Suivre les changements sans perdre la tête

Le marché bouge plus vite que des mises à jour trimestrielles de fiches concurrentielles. Un concurrent lance une fonctionnalité, change ses prix, ou modifie son discours, et d’un coup votre veille est périmée.

Bryn Harrington, Product Marketing Lead chez Oura, a décrit l’usage de l’IA “really frequently for compétitive analysis and market insights… [to understand] what our competitors in the consumer wearable space are doing.” La fréquence compte. La veille concurrentielle n’est pas un projet avec une date de fin.

Mettez en place une cadence simple de suivi :

Vérifie s’il y a des nouveautés récentes concernant [Concurrent] :

Lancements de produit ou mises à jour de fonctionnalités sur les 30 derniers jours
Nouveau contenu ou changements de discours sur leur site
Mentions presse ou annonces
Offres d’emploi qui signalent de nouvelles initiatives
Actualités de financement ou d’acquisition
Nouvelles études de cas ou nouveaux clients mis en avant

Signale tout ce qui change la façon dont nous devrions nous positionner, ou ce que nos commerciaux devraient dire.

Le faire une fois par mois garde votre veille à jour sans en faire un travail à temps plein. Et quand un concurrent majeur fait un mouvement important, vous le saurez avant votre prochain dossier concurrentiel.
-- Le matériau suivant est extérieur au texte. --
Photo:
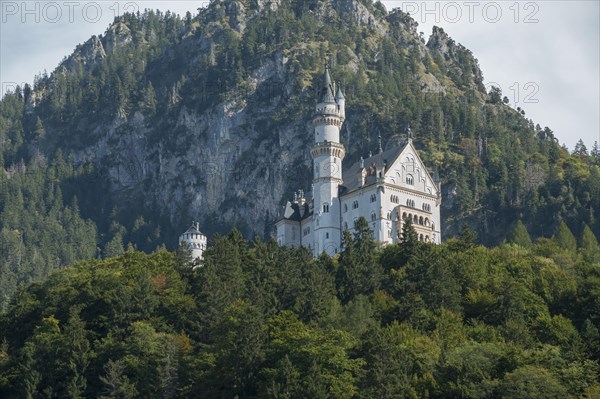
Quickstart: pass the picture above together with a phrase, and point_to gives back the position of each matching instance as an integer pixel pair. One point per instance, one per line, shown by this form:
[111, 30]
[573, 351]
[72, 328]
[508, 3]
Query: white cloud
[560, 53]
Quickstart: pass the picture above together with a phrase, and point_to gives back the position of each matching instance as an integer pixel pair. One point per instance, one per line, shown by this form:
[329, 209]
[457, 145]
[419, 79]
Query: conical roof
[326, 94]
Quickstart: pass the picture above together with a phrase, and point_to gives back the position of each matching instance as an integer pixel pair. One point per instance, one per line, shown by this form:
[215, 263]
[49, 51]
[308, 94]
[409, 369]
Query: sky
[544, 55]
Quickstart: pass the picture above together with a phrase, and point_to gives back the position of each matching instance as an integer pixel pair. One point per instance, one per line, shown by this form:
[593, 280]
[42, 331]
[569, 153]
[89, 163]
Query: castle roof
[193, 229]
[296, 212]
[339, 95]
[382, 160]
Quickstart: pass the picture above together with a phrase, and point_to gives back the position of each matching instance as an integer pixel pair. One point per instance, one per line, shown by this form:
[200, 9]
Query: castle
[195, 240]
[387, 189]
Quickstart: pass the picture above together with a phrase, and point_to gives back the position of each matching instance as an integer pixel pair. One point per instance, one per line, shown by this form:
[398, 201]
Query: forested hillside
[163, 119]
[257, 320]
Apprendre des victoires et des défaites

L’analyse des gains et des pertes, c’est là que la veille concurrentielle devient spécifique à vos affaires, plutôt qu’un positionnement général de marché.
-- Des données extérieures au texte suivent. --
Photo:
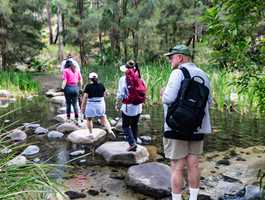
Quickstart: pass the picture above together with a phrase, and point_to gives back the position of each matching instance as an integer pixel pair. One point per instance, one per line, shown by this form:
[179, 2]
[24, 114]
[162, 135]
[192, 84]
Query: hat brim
[170, 53]
[123, 68]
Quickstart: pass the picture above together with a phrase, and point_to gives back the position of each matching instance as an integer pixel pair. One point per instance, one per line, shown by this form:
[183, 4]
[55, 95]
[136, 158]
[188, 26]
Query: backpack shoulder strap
[185, 73]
Quand vous gagnez face à un concurrent, comprenez pourquoi :

Nous avons gagné une affaire face à [Concurrent]. Voici ce qui s’est passé :

[Bref résumé de l’affaire, critères d’achat, échanges clés]

Analyse :
Qu’est-ce qui semblait compter le plus pour cet acheteur ?
Où avions-nous des avantages nets ?
Qu’ont-ils dit du concurrent ?
Qu’est-ce qu’on doit répéter dans des situations similaires ?
Y a-t-il des schémas qu’on peut appliquer au positionnement ?

Quand vous perdez, l’analyse compte encore plus :

Nous avons perdu une affaire face à [Concurrent]. Voici ce qui s’est passé :

[Bref résumé]

Analyse :
Qu’est-ce qui semblait compter le plus pour cet acheteur ?
Où avons-nous décroché ?
Qu’est-ce qu’ils ont aimé chez le concurrent ?
Aurions-nous pu faire quelque chose différemment ?
Est-ce un schéma récurrent ou une situation spécifique ?
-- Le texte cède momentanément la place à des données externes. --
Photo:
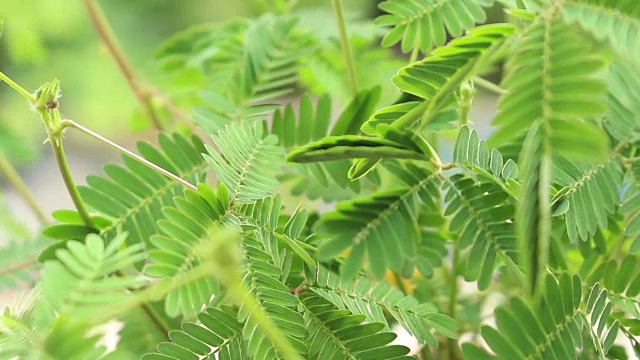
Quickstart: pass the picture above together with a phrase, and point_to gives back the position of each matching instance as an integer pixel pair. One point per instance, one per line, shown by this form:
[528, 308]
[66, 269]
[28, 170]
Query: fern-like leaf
[591, 193]
[337, 334]
[274, 298]
[436, 77]
[623, 118]
[371, 299]
[265, 67]
[423, 24]
[482, 216]
[176, 249]
[552, 111]
[383, 226]
[631, 207]
[616, 22]
[247, 161]
[217, 333]
[567, 90]
[326, 180]
[550, 329]
[130, 197]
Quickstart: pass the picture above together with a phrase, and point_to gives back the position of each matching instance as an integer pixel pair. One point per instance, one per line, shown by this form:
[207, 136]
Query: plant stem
[140, 159]
[153, 315]
[16, 181]
[19, 266]
[63, 166]
[488, 85]
[346, 46]
[18, 88]
[453, 299]
[107, 36]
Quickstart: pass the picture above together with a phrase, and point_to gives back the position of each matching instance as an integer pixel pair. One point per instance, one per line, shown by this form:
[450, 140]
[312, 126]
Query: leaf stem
[346, 46]
[65, 171]
[140, 159]
[18, 88]
[142, 93]
[488, 85]
[19, 185]
[452, 344]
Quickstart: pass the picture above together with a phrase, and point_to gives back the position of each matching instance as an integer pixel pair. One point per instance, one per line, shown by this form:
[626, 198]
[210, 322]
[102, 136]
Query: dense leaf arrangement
[545, 213]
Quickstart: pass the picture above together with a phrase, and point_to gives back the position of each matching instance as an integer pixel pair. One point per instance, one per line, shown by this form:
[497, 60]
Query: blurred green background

Avec le temps, ces analyses révèlent des schémas. Certains concurrents gagnent certains types d’affaires. Certaines objections prédisent des pertes. Certaines approches de positionnement marchent mieux avec certains profils d’acheteurs.

Yaron Eshdat, Associate Partner chez LINX Market Intelligence, a observé : “The essence of Compétitive Intelligence is not to gather information effectively, it is all about converting the information you have into actionable business insights.” L’analyse gains-pertes, c’est là où l’information brute devient une vraie compréhension de la vente.

La partie la plus difficile

Rien de tout ça ne marche si l’information reste dans des documents que personne ne lit.

Seules 44 % des entreprises peuvent voir des informations sur les concurrents dans leur CRM. Les autres s’appuient sur le bouche-à-oreille, des supports périmés, ou des commerciaux qui font des recherches à la volée pendant les affaires. L’écart entre « on a de la veille concurrentielle » et « les commerciaux peuvent vraiment l’utiliser » est l’endroit où la plupart des programmes échouent.

Les entreprises qui utilisent des outils d’intelligence conversationnelle pour l’analyse concurrentielle, comme Gong ou Chorus, annoncent 82 % d’efficacité commerciale en plus. Une partie vient des outils eux-mêmes. Mais une autre partie vient du fait que ces outils mettent l’information dans le flux de travail, plutôt que dans un système séparé que personne ne consulte.

La question n’est pas de savoir si l’IA peut aider la veille concurrentielle. Évidemment que oui. La question, c’est de savoir si l’information atteint les personnes qui en ont besoin au moment où elles en ont besoin. Ça oblige à penser au flux de travail autant qu’à la recherche.

Où vit votre veille concurrentielle ? Les commerciaux peuvent-ils y accéder pendant les appels ? Est-ce que ça se met à jour quand le marché change ?

Ces réponses comptent plus que le degré de détail de vos profils concurrents.